Emanuela sarebbe finita “in prestito” ad una organizzazione che avrebbe gestito il suo sequestro allo scopo di ricattare il Vaticano. La posta in gioco potrebbe essere una somma di denaro o il possesso di importanti documenti. Il 20 luglio il Papa, al termine dell’udienza pubblica, inaspettatamente invita 35mila fedeli “a pregare per questa ragazza, Emanuela Orlandi, e per i suoi familiari che sono tanto provati”. Questa è la quarta volta che Wojtyla fa esplicito riferimento al rapimento di Emanuela. Il 22 luglio, nell’edizione delle 13,30 del TG1, lo zio di Emanuela Mario Meneguzzi annuncia alla persona, alle persone o al gruppo che detengono Emanuela che da questo momento tutte le comunicazioni dovranno essere fatte all’avvocato Gennaro Egidio, il solo rappresentante autorizzato per tutte le questioni connesse con la scomparsa di Emanuela” ma precisa che questa iniziativa non esclude la linea riservata aperta del Vaticano. Il 24 luglio All’Angelus domenicale il Papa lancia un nuovo appello per la liberazione di Emanuela. Gli ultimatum sono tanti e arrivano da più fonti diverse tra loro.

Un anonimo telefona al settimanale Famiglia Cristiana: “Se entro il 31 luglio 1983 non libererete Alì Agca, uccideremo Emanuela Orlandi. Siamo i rapitori di Emanuela Orlandi. Uccideremo Giovanni Paolo II. Se abbiamo fallito il 13.5.1981 questa volta non falliremo. Salam”. In quei giorni un uomo dall’accento straniero telefona all’avvocato Egidio, per ribadire la volontà di trattare del rapimento della ragazza soltanto con le autorità ecclesiastiche. Intanto, sbuca fuori un altro nome: il fronte anticristiano Turkesh. Quest’uomo gli chiede di non dire di queste telefonate “Perché la sua nomina legale è motivo della possibilità di estorsione quindi gli ribadiscono di voler trattare direttamente col pontefice e tutt’al più con la governance italiana. “Il Papa può perorare la causa e non vogliamo trattare con dei privati perché questo può dare un’interpretazione sbagliata, come se si trattasse di estorsione”.
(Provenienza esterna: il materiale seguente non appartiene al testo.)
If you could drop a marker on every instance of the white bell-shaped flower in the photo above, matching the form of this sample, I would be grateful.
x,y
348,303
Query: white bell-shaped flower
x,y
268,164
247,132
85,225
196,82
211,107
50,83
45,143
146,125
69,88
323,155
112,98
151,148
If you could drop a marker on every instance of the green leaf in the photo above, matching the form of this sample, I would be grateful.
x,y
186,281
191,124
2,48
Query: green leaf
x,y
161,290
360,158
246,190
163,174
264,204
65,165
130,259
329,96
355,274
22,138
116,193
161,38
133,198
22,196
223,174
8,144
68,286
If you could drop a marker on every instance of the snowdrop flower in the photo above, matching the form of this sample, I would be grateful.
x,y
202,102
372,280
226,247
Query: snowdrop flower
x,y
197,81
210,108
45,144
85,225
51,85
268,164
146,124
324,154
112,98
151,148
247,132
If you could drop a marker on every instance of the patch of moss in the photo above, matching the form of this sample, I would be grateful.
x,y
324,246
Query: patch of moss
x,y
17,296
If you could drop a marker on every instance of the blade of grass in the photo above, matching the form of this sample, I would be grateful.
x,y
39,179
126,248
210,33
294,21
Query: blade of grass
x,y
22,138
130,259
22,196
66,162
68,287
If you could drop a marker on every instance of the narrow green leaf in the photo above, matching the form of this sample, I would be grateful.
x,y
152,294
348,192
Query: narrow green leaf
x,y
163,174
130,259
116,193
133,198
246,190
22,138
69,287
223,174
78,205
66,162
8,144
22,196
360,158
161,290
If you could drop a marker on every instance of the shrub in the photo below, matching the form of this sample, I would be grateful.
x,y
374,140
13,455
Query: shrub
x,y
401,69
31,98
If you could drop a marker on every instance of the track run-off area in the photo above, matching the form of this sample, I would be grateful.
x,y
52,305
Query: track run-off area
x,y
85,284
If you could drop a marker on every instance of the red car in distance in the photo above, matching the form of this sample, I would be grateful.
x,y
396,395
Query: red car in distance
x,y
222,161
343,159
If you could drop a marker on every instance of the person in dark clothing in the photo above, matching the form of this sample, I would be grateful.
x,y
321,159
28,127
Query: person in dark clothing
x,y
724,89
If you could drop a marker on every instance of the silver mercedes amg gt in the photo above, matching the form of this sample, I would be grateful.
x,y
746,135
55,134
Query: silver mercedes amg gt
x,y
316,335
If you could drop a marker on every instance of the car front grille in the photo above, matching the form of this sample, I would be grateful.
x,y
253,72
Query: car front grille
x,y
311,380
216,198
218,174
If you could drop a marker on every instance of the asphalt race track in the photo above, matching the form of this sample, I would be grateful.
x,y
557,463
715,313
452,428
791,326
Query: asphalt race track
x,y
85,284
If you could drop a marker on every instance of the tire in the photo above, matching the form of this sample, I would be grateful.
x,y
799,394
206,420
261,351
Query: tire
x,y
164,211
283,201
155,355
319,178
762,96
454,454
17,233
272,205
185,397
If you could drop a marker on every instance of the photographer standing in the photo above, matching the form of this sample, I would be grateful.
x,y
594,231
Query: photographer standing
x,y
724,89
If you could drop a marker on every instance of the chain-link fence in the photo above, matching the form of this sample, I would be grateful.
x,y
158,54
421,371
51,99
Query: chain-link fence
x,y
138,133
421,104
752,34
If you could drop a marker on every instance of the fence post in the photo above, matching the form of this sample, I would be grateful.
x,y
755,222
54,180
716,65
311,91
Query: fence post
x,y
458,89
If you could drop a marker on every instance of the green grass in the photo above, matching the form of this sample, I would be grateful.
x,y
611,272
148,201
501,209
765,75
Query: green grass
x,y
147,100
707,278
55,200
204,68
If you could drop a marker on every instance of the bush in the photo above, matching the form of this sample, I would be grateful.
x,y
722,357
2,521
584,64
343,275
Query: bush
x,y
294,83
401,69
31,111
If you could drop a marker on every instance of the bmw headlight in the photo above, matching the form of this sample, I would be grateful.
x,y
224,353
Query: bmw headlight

Non sono i soldi che vogliono, insomma. “Lei non dichiari mai il nostro rapporto e le nostre comunicazioni”, lo rabbonisce l’uomo. Egidio intanto gli chiede di aiutarlo a individuare chi sono questi uomini del fronte turco anticristiano. Ma l’uomo straniero dice di non saperne niente e risponde che “è gente malata”, ignora tutto ciò. E aggiunge lapidario: “Esiste una possibilità che si dia una nuova prova attraverso una nuova vittima, questa è l’unica cosa a cui portano gli inquirenti (con fughe di notizie, ndr). L’avvocato chiede all’uomo di dargli una prova che Emanuela sia viva ma “che la ragazza è viva, questo lo dice lei ora”, gli risponde lo straniero per poi tagliare corto.